There are great options for Pinot Gris all over the planet. But it’s especially good in cooler areas like Oregon, British Columbia, Argentina, and its native Alsace. Grigio, of course, should be from Italy and tends to come from Lombardy. But there are some fantastic versions from Alto Adige, too, along with Friuli-Venezia in the far north.
Some of the larger producers in the states make something called a Pinot Grigio, but they’re likely just capitalizing off of the marketability of a few extra syllables or the fact that, for whatever reason, people seem more comfortable ordering Grigio than Gris. The cheapest incarnations of the grape tend to wear the Grigio name, which is probably why more consumers seem to be familiar with it. But as a fair warning, if you see Grigio in the name of an American wine, it’s probably a box product made in the most economical way possible, stylistic differences be damned.
That said, look out for quality Pinot Gris by smaller American producers from the Willamette Valley to Long Island, New York. We’ve mostly adopted the French name for the variety and there are some amazing options. Eyrie Vineyards started the New World trend with America’s first planting of the grape back in 1965. Since then, label has become the undisputed king of the domestic gris scene. But there are other takes on the grapes worth looking into, including orange-style wines made from the grape.
Here are a few to try:
Eyrie Vineyards Pinot Gris
Always fresh, always balanced, the Eyrie Pinot Gris is a model citizen and fantastic with a plate of oysters.
Elena Walch Pinot Grigio
This Alto Adige producer makes a vibrant Grigio, with an enticing mix of minerality, pear flavors, and a touch of brininess.
A tasty number mimicking the Italian ramato, or orange-wine style from Oregon’s Cameron Winery. Peachy, lemony, and full of structure.
Syrah and Shiraz
Syrah and Shiraz differ in much the same way. The red grape is the same, but where and how the wine is made makes up the variation.
Generally, Syrah is from Europe and Shiraz is from Australia. American producers have again adopted the French name, much like Gris. The Shiraz name is an interesting one, a reference to the ancient Persian city of the same name, where some of the first winemaking endeavors on the planet took place.
Stylistically, a lot of the difference comes from climate. Shiraz hails from warmer climes like Australia and South Africa, while Syrah is grown in cooler parts of the U.S., Europe, Canada, and more. Syrah, then, tends to be a bit brighter and fruitier, with some earth and less alcohol. Shiraz is generally fuller-bodied, with more alcohol and opulent fruit flavors, almost like a Zinfandel.
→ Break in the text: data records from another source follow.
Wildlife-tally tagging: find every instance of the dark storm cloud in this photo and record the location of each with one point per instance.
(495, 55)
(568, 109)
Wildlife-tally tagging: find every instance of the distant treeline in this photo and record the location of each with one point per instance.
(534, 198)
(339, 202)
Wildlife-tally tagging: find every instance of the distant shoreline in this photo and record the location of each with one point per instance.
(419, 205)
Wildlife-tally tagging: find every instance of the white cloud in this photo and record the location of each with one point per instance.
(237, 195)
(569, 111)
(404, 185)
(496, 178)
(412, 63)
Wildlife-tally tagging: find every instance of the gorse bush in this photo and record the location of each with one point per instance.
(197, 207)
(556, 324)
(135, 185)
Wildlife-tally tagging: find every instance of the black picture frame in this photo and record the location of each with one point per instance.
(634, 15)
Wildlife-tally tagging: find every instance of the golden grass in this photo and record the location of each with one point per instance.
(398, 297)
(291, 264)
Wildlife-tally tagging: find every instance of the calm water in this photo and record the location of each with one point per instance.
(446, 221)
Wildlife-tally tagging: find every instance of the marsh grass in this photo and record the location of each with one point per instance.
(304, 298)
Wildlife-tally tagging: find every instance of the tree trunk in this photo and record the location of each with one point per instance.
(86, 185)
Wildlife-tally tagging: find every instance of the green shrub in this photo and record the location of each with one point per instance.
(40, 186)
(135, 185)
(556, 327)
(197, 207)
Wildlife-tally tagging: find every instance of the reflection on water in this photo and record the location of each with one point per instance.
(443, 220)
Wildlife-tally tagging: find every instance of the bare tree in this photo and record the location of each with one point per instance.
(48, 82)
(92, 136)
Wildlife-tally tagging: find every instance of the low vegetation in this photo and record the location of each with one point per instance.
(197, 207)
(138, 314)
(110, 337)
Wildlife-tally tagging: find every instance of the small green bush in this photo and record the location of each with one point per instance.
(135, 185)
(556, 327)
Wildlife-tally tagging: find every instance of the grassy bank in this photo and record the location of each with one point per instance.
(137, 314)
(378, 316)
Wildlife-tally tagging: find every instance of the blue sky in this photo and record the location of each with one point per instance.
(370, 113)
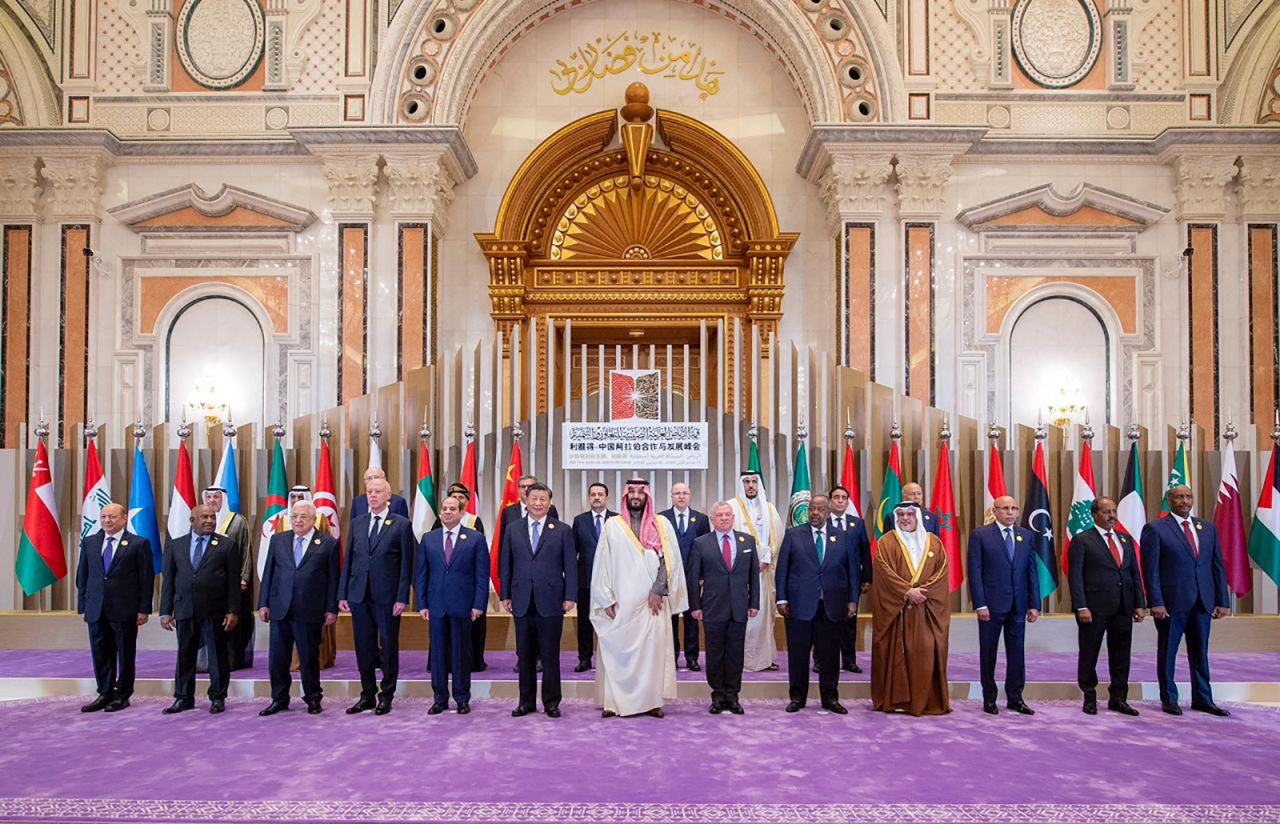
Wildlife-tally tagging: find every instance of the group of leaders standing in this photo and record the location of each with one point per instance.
(645, 582)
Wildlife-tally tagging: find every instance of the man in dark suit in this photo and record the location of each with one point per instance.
(200, 595)
(298, 596)
(452, 584)
(818, 589)
(914, 493)
(113, 586)
(1106, 593)
(723, 591)
(586, 535)
(845, 521)
(376, 575)
(1182, 563)
(1005, 589)
(538, 582)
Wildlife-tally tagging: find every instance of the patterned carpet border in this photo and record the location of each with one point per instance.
(140, 810)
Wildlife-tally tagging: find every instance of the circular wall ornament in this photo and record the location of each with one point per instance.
(1056, 42)
(220, 41)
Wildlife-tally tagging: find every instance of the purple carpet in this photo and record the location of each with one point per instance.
(1055, 667)
(768, 765)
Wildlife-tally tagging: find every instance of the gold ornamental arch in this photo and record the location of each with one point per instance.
(635, 239)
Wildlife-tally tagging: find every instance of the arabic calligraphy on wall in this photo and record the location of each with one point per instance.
(650, 53)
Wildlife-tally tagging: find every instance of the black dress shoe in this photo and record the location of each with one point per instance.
(96, 704)
(362, 705)
(1212, 709)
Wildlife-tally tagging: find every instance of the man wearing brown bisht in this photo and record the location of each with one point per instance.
(912, 616)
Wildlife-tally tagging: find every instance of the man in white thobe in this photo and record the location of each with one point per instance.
(755, 516)
(638, 584)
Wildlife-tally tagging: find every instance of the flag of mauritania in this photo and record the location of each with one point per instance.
(1265, 536)
(799, 511)
(40, 550)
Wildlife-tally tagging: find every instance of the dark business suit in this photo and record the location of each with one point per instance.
(585, 538)
(451, 589)
(199, 600)
(818, 594)
(856, 527)
(725, 594)
(112, 599)
(298, 596)
(376, 573)
(538, 582)
(1111, 594)
(1008, 587)
(1189, 585)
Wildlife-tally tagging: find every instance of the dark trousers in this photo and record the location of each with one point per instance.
(451, 653)
(1193, 623)
(1013, 626)
(819, 636)
(726, 648)
(1118, 628)
(376, 635)
(284, 635)
(195, 635)
(538, 639)
(585, 631)
(690, 644)
(114, 645)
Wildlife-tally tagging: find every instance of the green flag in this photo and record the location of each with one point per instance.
(799, 509)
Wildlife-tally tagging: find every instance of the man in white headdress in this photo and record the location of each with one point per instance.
(638, 584)
(754, 515)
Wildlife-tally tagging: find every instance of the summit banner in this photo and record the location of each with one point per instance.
(634, 445)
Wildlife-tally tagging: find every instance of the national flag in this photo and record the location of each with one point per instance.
(798, 512)
(1038, 520)
(1179, 475)
(182, 500)
(97, 493)
(849, 480)
(142, 508)
(1083, 493)
(945, 511)
(424, 494)
(1229, 520)
(277, 506)
(891, 494)
(510, 497)
(41, 559)
(1265, 536)
(995, 485)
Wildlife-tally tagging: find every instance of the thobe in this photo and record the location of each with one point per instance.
(909, 644)
(636, 671)
(762, 522)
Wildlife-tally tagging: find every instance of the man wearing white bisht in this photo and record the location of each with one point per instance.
(638, 584)
(755, 516)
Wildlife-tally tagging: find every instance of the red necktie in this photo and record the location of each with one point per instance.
(1115, 550)
(1191, 536)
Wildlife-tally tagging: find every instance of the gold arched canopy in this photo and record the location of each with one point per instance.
(636, 241)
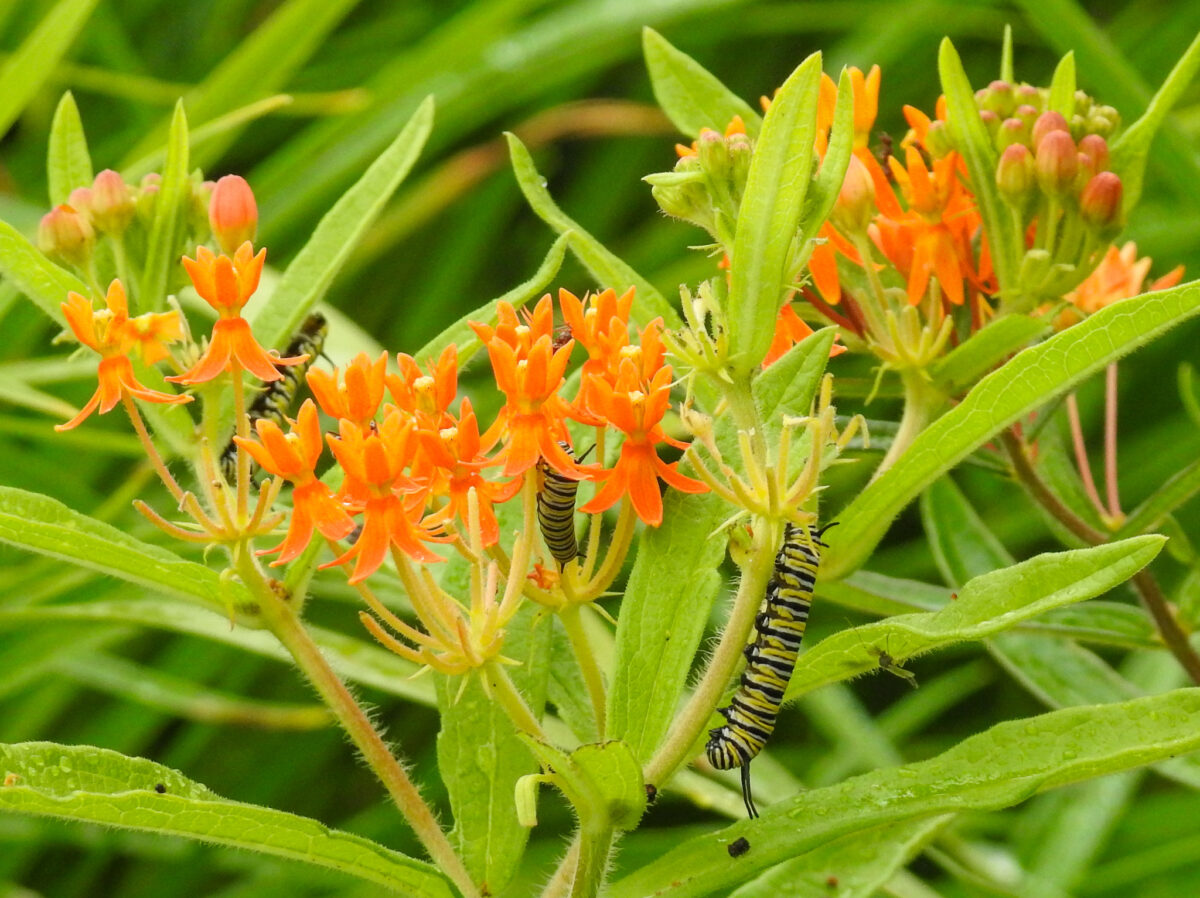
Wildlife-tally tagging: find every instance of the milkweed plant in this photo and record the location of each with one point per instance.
(577, 561)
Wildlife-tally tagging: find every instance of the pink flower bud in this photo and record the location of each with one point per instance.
(856, 202)
(66, 234)
(1101, 203)
(112, 203)
(233, 213)
(1015, 174)
(1096, 148)
(1057, 162)
(1048, 123)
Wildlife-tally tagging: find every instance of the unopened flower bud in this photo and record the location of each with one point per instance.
(1101, 203)
(1047, 123)
(1057, 162)
(1015, 174)
(1012, 131)
(66, 234)
(937, 139)
(233, 213)
(856, 202)
(112, 203)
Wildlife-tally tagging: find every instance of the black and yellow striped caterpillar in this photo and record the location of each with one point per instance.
(274, 402)
(771, 658)
(556, 512)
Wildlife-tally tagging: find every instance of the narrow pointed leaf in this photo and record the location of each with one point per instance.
(94, 785)
(607, 269)
(689, 94)
(69, 163)
(769, 215)
(317, 264)
(997, 768)
(1032, 378)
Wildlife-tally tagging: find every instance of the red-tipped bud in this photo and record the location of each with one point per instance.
(1096, 148)
(112, 203)
(1048, 123)
(66, 234)
(1101, 203)
(1015, 174)
(856, 202)
(233, 213)
(1057, 162)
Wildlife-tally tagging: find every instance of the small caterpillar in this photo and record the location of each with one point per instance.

Yellowtail helped popularize the variety, but there are some nice and nuanced versions, even in the warmer zones.
French tradition prescribes a hit of Viognier with Syrah. It’s added to heighten aromatics and slightly alter the color of the wine, and also impart some overall roundness. The two often share the same vineyard site in the Rhone and even ferment together.
Here are a few to try:
Some of the best American Syrah I have tasted, Delmas’ take has exotic flavors and incredible mouthfeel. It’s a declaration of what Walla Walla can do with classic Rhone varieties.
Maison Les Alexandrins Syrah
A great bargain Rhone from Syrah’s European homeland, this wine is peppery and fruity, with a bit of leather and nice acid. It even has a pinch of umami, not uncommon for Syrah.
Ruestle-Prayer Rock Vineyards Syrah
With dark fruit, a waft of smoke, and a smooth, slightly spicy note, this fantastic southern Oregon wine is made for grilled meats.